5201 if (r == -1) return errno;
5202 if (r != len) return EIO;
5203 return 0;
5204 }
5205
5206 #define readsectors(a, s, n) rwsectors(0, (a), (s), (n))
5207 #define writesectors(a, s, n) rwsectors(1, (a), (s), (n))
5208 #define readerr(sec, err) (errno= (err), report(bootdev.name))
5209 #define writerr(sec, err) (errno= (err), report(bootdev.name))
5210 #define putch(c) putchar(c)
5211 #define unix_err(err) strerror(err)
5212
5213 void readblock(off_t blk, char *buf)
5214 /* Read blocks for the rawfs package. */
5215 {
5216 errno= EIO;
5217 if (lseek(bootdev.device, blk * BLOCK_SIZE, SEEK_SET) == -1
5218 || read(bootdev.device, buf, BLOCK_SIZE) != BLOCK_SIZE)
5219 {
5220 fatal(bootdev.name);
5221 }
5222 }
5223
5224 int trapsig;
5225
5226 void trap(int sig)
5227 {
5228 trapsig= sig;
5229 signal(sig, trap);
5230 }
5231
5232 int escape(void)
5233 {
5234 if (trapsig == SIGINT) {
5235 trapsig= 0;
5236 return 1;
5237 }
5238 return 0;
5239 }
5240
5241 int getch(void)
5242 {
5243 char c;
5244
5245 fflush(stdout);
5246
5247 switch (read(0, &c, 1)) {
5248 case -1:
5249 if (errno != EINTR) fatal("");

5251 case 0:
5252 if (istty) putch('\n');
5253 exit(0);
5254 default:
5255 if (istty && c == termbuf.c_cc[VEOF]) {
5256 putch('\n');
5257 exit(0);
5258 }
5259 return c & 0xFF;
5260 }
5261 }
5262
5263 #define get_tick() ((u32_t) time(nil))
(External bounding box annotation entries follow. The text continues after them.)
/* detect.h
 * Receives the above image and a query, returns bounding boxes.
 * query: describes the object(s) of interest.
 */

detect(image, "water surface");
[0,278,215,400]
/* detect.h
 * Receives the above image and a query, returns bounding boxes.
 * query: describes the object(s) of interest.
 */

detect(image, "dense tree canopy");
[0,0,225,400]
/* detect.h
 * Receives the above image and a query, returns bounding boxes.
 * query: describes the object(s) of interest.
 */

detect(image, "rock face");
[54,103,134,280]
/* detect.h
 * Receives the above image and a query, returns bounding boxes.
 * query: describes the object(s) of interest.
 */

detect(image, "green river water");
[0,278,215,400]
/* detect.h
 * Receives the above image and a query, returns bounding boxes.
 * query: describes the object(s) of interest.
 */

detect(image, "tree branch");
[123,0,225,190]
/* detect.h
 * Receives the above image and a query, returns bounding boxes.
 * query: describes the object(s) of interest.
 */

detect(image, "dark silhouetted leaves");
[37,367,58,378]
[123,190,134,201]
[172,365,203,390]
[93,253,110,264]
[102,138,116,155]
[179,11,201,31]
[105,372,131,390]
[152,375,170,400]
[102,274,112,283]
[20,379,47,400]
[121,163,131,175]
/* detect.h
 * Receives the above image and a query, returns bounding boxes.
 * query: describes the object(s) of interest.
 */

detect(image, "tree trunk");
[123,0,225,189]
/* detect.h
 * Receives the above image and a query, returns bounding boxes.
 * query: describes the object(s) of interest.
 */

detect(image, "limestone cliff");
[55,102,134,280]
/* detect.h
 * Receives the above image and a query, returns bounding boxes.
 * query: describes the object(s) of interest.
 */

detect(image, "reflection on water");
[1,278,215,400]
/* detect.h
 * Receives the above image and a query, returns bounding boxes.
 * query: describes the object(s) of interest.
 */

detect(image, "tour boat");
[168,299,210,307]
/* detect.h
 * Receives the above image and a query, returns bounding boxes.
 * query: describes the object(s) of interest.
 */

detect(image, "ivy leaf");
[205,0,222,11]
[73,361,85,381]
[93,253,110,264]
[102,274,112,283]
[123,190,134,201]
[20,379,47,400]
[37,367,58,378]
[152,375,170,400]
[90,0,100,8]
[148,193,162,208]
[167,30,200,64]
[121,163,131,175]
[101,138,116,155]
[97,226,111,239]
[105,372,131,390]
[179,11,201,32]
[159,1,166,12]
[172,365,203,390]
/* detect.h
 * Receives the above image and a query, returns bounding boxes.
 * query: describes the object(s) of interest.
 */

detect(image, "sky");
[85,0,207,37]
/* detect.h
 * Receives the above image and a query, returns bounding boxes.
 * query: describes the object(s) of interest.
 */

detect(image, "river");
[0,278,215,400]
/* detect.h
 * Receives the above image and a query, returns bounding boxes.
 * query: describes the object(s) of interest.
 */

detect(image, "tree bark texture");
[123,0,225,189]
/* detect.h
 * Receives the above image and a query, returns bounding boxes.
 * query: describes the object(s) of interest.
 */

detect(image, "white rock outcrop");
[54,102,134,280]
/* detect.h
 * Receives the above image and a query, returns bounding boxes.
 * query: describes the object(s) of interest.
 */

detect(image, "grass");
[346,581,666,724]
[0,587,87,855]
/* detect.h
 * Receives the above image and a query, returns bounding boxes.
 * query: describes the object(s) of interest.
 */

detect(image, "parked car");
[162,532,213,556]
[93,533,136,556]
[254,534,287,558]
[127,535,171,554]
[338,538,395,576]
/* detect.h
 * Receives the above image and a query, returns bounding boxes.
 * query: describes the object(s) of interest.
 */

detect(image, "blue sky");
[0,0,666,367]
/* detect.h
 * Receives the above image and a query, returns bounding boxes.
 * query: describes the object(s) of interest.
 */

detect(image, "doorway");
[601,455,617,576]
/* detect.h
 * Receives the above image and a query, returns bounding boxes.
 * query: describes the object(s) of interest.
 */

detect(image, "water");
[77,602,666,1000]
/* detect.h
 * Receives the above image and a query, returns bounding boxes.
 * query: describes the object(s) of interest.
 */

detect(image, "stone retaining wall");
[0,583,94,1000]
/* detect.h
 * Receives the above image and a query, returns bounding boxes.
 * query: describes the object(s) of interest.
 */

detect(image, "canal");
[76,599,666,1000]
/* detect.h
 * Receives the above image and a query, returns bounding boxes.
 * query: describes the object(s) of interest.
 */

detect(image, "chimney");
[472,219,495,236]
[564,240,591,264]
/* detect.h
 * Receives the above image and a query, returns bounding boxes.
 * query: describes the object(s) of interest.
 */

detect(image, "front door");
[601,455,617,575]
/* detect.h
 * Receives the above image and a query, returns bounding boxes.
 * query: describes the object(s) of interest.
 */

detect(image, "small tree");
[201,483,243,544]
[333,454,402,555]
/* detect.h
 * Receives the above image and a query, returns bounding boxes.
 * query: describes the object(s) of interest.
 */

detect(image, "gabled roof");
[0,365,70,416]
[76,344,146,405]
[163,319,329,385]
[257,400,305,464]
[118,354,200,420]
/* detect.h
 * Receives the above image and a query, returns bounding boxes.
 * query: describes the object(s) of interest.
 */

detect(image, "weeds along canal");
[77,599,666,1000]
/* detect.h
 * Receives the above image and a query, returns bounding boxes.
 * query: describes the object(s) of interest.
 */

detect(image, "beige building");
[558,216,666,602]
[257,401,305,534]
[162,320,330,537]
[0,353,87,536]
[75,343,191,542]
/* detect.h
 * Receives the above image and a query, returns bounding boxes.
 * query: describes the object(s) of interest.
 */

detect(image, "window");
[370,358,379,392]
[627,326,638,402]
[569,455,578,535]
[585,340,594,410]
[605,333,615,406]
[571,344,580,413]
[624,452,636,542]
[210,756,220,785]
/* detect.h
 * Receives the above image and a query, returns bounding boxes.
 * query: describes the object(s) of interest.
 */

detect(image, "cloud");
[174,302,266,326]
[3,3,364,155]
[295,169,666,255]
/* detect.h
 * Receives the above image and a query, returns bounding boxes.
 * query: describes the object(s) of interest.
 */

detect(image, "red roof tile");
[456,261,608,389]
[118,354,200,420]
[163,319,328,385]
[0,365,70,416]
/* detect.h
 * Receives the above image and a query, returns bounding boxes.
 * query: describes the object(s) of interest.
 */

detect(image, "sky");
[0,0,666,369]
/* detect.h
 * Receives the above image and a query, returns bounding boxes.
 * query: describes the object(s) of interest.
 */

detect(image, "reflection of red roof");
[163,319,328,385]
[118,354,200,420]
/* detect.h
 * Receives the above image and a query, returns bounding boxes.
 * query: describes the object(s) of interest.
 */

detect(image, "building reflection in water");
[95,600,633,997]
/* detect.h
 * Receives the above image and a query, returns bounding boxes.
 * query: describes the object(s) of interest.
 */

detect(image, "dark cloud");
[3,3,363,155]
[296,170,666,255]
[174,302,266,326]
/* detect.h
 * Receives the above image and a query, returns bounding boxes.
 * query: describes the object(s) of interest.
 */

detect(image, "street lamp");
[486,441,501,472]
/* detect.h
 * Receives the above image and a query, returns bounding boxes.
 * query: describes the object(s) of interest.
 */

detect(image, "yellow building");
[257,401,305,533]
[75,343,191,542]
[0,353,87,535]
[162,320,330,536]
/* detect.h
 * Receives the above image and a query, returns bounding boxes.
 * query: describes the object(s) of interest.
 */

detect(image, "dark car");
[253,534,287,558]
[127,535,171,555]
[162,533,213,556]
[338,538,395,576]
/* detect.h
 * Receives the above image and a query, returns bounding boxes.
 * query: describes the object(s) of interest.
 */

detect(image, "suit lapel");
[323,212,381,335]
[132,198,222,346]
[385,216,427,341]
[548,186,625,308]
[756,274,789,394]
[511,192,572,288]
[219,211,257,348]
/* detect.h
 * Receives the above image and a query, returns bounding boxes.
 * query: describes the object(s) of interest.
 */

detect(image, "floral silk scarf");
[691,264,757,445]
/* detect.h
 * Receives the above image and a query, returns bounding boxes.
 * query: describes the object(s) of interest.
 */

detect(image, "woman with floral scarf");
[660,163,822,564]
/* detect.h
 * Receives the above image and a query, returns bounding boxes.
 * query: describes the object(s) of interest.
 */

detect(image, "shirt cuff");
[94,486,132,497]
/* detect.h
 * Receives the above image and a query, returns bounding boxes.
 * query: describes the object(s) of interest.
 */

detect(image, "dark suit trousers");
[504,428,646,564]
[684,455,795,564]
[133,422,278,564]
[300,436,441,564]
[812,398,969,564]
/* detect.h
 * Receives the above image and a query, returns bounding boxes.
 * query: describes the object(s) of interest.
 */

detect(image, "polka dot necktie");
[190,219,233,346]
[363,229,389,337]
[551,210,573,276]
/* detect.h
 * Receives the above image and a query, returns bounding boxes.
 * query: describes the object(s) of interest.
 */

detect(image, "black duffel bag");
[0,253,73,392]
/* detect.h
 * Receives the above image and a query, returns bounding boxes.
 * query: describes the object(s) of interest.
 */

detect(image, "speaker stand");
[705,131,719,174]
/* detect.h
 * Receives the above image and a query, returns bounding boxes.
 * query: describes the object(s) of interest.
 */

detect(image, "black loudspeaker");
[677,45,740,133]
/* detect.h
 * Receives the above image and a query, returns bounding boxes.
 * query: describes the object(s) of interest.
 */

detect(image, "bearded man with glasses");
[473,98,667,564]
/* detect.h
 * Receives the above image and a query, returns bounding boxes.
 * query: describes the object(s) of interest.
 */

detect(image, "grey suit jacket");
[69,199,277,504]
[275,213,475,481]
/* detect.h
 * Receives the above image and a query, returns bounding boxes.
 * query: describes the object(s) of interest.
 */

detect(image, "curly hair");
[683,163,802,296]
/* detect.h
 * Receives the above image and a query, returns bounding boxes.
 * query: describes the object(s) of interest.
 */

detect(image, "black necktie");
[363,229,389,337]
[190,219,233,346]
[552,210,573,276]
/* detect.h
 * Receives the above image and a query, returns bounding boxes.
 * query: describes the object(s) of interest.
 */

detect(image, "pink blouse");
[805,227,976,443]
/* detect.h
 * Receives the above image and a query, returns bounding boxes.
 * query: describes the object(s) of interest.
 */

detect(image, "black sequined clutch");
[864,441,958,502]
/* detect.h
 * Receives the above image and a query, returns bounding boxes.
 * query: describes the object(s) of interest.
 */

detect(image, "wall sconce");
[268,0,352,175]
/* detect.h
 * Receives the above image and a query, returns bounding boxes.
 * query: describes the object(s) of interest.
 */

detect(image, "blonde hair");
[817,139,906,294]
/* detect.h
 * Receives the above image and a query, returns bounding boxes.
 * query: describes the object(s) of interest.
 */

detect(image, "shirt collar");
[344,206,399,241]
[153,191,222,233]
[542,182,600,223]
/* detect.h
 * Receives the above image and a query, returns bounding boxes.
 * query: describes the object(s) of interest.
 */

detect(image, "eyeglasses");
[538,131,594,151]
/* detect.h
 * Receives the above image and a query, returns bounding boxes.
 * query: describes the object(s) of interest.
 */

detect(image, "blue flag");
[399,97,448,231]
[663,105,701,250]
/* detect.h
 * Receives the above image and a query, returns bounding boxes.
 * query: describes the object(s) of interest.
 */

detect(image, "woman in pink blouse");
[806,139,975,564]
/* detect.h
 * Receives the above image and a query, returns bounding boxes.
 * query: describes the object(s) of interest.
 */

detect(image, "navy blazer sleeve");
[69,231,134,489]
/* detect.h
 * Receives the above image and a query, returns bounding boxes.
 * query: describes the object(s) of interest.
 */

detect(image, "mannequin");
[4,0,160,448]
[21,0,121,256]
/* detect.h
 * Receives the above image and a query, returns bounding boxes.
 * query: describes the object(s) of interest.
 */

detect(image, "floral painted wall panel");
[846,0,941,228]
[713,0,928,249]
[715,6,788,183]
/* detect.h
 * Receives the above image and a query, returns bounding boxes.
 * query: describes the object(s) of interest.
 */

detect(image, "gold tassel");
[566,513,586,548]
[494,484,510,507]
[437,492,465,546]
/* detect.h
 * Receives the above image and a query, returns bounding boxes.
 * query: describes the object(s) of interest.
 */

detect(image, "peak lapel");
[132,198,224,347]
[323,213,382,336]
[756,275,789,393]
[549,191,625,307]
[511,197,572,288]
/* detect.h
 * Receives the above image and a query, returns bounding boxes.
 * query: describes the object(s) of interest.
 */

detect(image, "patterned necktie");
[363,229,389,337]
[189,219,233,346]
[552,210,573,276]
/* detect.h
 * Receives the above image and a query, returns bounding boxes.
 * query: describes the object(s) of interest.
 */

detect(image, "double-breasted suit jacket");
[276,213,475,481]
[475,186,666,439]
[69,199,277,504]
5264 #define clear_screen() printf("[clear]");
5265 #define boot_device(device) printf("[boot %s]\n", device);
5266 #define bootminix() (run_trailer() && printf("[boot]\n"))
5267
5268 #endif /* UNIX */
5269
5270 char *readline(void)
5271 /* Read a line including a newline with echoing. */
5272 {
5273 char *line;
5274 size_t i, z;
5275 int c;
5276
5277 i= 0;
5278 z= 20;


	`void *malloc(size_t size)` allocates `size` bytes from the heap and returns a pointer to the first byte of the allocated memory. `malloc()` is declared in stdlib.h. (The heap is the region between the stack and the bss.) Space for 20 char's (20 bytes) is initially allocated. If this is used up, another 20 bytes are allocated. If the 40 bytes are used up, 40 additional bytes are allocated. Each reallocation of memory doubles the total amount of memory allocated. See lines 5298-5299.